Deadlock Among Partners Can Be Used As Swords by Dissenters in State Court Lawsuits
Here’s a problem that cost the principals of a business entity—that was involved in trading equities using a Quant algorithm— plenty of money, but could have been avoided if the underlying contract was drafted to provide for a way out in the case of hopeless business deadlock. This problem arose principally due to the fact that when a 3 member firm added a fourth member, there was no review of the LLC Operating Agreement. So what happened here could happen in the context of a joint venture partnership between two entities, or it could happen in the context of four owner/operators of a business entity. The agreements might provide for dispute resolution techniques, but the big elephant in the room, which no one thinks about, is that despite all the underlying issues, there are State statutes pursuant to which there can be court-ordered dissolution of the business.
If you’re the general counsel of a company involved in a strategic partnership, take note. But I will describe the problem in the context of four owners of what was essentially a joint venture limited liability company. After a few years, there were some disagreements, and the 4 owner/managers found themselves divided into two factions, one faction wanted to dissolve the business (the “Dissolvers“), the other faction wanted to continue the business (the “Continuers“). There was no non-compete agreement governing the parties to the business, which was a trading firm. The underlying Agreement provided that all decisions were to be made unanimously.
In some cases, Dissolvers of an entity will be using “deadlock” as a ploy to dissolve so that they can continue the business under a new name, and get a business divorce from the others. In many cases, there is a non-competition clause contained in the original agreement, but sometimes that clause is not artfully drafted; it may provide that the parties may not compete with the entity after they leave the entity, but what about competing against each other?
So, despite issues such as breach of contract, breach of fiduciary duty, lack of good faith that encompassed the underlying dispute, one factor remained: there was a deadlock, and the Dissolvers made it known that under the terms of the State statute, the entity could be dissolved, without a hearing regarding the underlying issues regarding what prompted the deadlock. The other issues can be litigated in a separate action. In this instance, The Dissolvers filed a lawsuit in State court, asking the Court to dissolve the company due to deadlock.
Although the underlying issues could be litigated in a separate civil action, that was no balm for the Continuers. Civil litigation is expensive and time-consuming, and the Continuers wanted the Court to hear their arguments in the context of the dissolution lawsuit, and hoped that the Court would in this instance make a ruling not to dissolve the entity until it heard the claims made by the Continuers.

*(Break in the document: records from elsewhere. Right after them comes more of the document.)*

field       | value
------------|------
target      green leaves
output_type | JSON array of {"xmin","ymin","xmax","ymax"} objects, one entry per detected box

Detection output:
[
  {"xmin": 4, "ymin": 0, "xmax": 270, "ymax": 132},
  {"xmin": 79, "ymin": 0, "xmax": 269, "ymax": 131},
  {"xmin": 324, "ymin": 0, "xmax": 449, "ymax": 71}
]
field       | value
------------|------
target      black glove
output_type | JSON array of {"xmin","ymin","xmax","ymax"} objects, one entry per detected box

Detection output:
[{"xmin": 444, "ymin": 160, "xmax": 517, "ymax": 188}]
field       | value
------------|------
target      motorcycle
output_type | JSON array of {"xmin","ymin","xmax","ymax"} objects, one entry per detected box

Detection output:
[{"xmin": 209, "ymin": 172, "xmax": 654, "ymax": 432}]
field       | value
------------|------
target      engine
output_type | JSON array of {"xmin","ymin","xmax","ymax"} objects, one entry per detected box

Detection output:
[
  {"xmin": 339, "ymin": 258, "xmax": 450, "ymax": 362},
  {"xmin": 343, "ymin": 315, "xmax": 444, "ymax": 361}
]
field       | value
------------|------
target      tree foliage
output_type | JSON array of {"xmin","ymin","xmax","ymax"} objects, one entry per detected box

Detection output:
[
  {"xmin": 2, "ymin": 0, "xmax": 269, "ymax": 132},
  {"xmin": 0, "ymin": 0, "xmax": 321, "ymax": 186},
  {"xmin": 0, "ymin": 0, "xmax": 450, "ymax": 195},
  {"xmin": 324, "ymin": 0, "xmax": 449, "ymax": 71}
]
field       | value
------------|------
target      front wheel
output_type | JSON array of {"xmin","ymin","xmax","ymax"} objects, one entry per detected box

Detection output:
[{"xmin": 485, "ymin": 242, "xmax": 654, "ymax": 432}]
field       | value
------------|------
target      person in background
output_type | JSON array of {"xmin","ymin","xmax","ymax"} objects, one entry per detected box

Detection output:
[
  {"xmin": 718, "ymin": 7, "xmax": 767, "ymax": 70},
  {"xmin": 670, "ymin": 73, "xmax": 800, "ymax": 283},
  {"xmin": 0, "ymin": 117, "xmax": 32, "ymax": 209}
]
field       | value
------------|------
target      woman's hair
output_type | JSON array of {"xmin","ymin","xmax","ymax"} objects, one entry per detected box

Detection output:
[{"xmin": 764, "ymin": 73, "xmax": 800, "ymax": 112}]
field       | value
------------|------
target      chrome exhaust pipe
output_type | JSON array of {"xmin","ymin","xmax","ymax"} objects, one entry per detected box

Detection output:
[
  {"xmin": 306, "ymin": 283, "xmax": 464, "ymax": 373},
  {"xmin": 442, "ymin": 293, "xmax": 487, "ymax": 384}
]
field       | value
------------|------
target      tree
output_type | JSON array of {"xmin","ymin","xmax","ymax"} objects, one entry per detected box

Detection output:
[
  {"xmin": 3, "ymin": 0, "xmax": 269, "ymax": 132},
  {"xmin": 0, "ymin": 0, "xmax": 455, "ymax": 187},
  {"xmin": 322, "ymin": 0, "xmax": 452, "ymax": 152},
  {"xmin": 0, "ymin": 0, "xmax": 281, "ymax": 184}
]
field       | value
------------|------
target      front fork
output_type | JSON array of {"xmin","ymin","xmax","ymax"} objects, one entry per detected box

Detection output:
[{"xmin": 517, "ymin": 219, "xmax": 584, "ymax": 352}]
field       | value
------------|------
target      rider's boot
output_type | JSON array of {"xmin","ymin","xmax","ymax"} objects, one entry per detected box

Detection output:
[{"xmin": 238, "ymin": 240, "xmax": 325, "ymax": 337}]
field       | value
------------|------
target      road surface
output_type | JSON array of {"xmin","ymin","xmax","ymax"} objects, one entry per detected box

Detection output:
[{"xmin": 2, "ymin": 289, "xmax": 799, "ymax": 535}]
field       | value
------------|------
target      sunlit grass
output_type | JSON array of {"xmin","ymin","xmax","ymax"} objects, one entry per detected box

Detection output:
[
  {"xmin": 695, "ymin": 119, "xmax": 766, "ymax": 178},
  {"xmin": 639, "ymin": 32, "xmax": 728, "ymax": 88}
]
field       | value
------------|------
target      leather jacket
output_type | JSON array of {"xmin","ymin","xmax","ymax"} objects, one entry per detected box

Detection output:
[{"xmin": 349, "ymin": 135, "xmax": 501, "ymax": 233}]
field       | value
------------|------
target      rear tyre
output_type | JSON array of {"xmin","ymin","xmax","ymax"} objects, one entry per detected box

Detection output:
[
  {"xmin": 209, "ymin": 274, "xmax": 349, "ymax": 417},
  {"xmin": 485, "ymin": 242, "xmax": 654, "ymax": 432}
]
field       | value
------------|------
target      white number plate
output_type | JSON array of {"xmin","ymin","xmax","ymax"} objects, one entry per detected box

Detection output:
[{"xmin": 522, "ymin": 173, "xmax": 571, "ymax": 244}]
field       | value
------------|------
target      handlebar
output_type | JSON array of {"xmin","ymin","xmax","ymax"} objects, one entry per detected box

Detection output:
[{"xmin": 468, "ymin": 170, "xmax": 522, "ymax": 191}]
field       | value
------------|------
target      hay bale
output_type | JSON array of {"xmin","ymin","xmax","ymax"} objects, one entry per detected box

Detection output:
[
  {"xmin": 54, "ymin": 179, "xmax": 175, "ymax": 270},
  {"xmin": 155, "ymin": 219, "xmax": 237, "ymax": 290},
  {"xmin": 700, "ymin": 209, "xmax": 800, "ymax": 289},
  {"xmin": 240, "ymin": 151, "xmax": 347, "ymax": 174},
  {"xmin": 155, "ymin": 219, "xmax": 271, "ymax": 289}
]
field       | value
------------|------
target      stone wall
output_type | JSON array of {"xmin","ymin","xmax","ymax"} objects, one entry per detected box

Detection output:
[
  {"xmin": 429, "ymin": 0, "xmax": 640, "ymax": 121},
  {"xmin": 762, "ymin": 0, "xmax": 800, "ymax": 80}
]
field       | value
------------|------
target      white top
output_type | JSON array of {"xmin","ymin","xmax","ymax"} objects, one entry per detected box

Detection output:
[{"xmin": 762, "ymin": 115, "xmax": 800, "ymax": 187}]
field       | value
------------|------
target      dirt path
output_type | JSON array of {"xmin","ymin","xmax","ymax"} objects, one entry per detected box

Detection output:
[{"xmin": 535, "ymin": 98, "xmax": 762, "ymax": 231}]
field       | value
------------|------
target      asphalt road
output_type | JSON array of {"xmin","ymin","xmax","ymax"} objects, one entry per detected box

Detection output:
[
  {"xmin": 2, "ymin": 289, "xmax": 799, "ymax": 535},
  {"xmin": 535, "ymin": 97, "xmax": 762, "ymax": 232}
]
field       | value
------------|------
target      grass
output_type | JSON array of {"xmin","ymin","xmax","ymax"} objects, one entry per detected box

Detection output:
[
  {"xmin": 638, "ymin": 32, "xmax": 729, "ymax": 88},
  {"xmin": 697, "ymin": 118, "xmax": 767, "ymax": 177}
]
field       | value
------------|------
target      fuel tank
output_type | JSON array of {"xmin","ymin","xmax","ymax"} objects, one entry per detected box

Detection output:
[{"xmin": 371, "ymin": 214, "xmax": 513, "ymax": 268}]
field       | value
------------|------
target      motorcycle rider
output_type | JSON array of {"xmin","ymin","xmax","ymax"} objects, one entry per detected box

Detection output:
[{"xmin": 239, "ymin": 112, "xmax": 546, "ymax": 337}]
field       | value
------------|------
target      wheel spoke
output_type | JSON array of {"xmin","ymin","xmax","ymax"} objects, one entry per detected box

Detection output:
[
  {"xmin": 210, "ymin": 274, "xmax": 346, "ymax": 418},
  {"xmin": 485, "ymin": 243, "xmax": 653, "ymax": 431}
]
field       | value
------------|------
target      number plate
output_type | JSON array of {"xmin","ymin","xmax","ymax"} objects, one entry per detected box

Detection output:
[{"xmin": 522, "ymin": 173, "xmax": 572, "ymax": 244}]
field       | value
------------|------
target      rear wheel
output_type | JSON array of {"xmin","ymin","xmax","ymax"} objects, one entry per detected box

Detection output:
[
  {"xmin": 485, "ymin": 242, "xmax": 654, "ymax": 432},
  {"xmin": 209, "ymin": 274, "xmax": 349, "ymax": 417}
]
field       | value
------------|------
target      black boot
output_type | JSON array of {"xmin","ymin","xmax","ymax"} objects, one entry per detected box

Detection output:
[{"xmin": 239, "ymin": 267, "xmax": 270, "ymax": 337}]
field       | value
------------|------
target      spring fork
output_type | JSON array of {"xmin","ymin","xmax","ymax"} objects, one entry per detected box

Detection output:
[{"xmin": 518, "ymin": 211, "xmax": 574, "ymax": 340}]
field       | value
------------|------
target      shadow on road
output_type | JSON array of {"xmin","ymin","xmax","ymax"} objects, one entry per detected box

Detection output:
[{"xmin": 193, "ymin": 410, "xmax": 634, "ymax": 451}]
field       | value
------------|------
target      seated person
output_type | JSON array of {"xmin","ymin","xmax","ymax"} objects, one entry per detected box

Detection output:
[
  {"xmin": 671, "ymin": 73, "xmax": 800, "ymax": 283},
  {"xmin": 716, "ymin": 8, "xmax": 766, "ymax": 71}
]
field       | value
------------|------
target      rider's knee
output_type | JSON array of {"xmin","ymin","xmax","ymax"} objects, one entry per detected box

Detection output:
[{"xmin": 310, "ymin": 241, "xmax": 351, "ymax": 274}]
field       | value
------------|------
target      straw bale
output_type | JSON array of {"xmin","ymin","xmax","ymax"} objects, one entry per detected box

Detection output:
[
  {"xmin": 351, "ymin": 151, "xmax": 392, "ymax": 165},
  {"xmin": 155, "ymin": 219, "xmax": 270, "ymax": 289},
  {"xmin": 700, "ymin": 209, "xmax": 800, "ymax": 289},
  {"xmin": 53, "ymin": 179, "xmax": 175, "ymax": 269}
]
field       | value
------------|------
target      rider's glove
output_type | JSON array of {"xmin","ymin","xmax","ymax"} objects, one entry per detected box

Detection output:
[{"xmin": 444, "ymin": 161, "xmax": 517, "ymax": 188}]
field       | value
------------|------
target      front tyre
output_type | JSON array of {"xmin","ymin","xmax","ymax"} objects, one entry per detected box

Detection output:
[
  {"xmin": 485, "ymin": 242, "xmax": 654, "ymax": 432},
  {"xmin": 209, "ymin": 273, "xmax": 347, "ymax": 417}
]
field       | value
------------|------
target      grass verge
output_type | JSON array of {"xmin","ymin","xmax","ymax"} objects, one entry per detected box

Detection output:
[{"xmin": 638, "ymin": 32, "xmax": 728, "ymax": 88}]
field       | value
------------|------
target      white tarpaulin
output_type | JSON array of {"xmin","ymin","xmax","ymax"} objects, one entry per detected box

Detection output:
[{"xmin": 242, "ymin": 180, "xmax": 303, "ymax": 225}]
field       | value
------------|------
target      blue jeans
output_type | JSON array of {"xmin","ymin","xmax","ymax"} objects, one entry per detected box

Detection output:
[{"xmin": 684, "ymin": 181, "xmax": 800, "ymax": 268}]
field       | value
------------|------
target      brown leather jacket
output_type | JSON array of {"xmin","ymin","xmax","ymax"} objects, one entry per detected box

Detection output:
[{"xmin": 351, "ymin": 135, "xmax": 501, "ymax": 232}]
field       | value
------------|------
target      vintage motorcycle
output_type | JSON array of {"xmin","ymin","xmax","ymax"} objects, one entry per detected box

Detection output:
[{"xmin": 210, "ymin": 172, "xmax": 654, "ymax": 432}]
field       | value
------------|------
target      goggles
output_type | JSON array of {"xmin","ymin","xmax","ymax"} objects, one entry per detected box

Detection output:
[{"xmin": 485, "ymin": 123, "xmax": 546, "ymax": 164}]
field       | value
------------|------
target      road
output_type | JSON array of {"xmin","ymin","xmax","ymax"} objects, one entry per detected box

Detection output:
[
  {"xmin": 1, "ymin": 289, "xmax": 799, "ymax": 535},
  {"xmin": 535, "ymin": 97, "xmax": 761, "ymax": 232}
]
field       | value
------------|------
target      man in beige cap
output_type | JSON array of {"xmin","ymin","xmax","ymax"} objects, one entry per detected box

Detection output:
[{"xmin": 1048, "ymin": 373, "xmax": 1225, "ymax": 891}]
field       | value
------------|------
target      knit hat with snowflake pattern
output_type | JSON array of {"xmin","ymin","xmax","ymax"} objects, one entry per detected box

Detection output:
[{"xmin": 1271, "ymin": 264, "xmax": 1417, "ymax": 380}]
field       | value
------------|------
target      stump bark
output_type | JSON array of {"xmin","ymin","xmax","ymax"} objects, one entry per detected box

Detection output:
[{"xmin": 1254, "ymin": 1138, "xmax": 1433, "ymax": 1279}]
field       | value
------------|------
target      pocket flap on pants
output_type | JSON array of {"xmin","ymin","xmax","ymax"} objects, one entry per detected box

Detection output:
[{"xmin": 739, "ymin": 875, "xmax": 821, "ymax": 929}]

Unfortunately for the Continuers, there was no leeway for them to bootstrap their arguments into a lawsuit brought to dissolve the company pursuant to the deadlock statute. The Court had read all the submissions, and applying the letter of the law, that the company was not able to pursue its business due to the dispute among the four owner/operators, it dissolved the company and ordered the distribution of its assets in accordance with liquidation procedures.
Now, what could have been done to remedy the situation? Certainly, anytime there is an even number of parties, and equal voting power, a stalemate or deadlock can occur, especially in instances in which unanimous vote is required for company action. In many cases, the deadlock won’t affect the operation of the business, and can be worked out among the parties. However, in instances in which one set of parties is most interested in terminating the relationship, the provision calling for unanimous vote as a predicate to corporate action can be used as a sword, rather than a shield; that’s the situation described in this article. Also, if a non-compete clause doesn’t provide that the departing partner/employee cannot compete against the other partners/employer, as well as the entity, then the deadlock provision becomes attractive as a sword.
This is why it’s essential that voting agreements within these entities must be reviewed and drafted in a way to avoid deadlock. There can be clauses calling for majority of votes for certain issues, or super majority votes for other issues, and in some instances, such as dissolution of the company, or admission of another partner, the usual course is for unanimous vote. However, if there has to be a unanimous consent voting provision, the language of the Agreement can be tailored to review the provisions of the relevant State statute regarding deadlock, and language can be inserted into the Agreement so that if unanimous action is needed, there will be provisions which remove the dispute from the situations described in the relevant State deadlock statute. In the instance described herein, the Dissolvers were then able to start a new competing business, since their non-compete clause prohibited them from competing against the now-dissolved limited liability company. Even numbers of partners can bring uneven results.